Portnoy posted footage of the incident and has said this kind of harassment has become a daily reality for him, prompting him to beef up security and call out the growing brazen antisemitism in public life. Local authorities emphasized that while offensive speech alone can be protected, actions that disrupt public order or risk violence can and should be addressed, and they said the incident is being investigated as potentially bias-motivated.
This ugly episode is not an isolated street-level outburst but part of a broader moral collapse on campuses and in the public square where radicalism, cheap hate, and performative outrage get normalized while accountability dwindles. Earlier this year Barstool itself was rocked by an antisemitic incident at its Philadelphia bar, a mess that should have led institutions and local leaders to take cultural rot seriously instead of shrugging.

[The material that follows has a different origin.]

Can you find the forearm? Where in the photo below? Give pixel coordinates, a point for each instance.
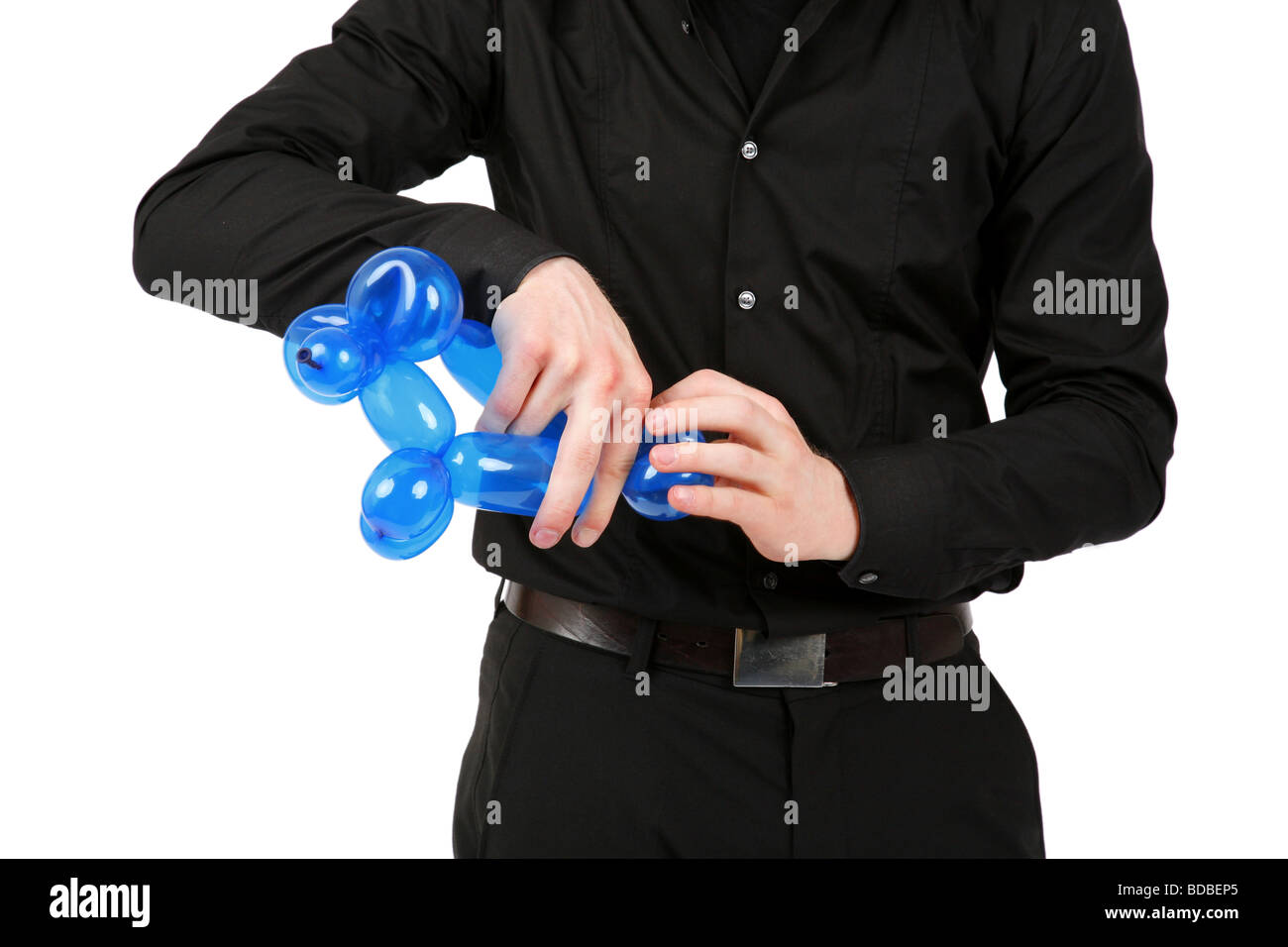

Let’s be blunt: when universities produce students who think it’s acceptable to parade hate into town, something in the classroom and in leadership has failed. Schools should be sanctuaries of learning and character, not factories for attention-seeking bigotry; administrators must stop reflexively protecting reputation over discipline and start enforcing standards that reflect basic decency.
Law enforcement did the right thing by treating the conduct as a public-order offense and pursuing charges, because tolerating violent-tinged harassment in the name of free speech is a dangerous half-measure that rewards bullies. If our communities want to remain safe and civil, officials must use the tools on the books — including bias-motivation enhancements when appropriate — to make clear there are consequences for weaponizing hatred.
Americans who work hard, pay taxes, and raise families don’t have time for the spectacle of mob impulses and campus-enabled cruelty; we applaud Portnoy for standing his ground and refusing to let a cowardly heckler bully him off-camera. This should be a wake-up call: defend free expression, yes, but also defend civility and the rule of law — and hold accountable anyone who thinks it’s their right to assault a fellow citizen with hate.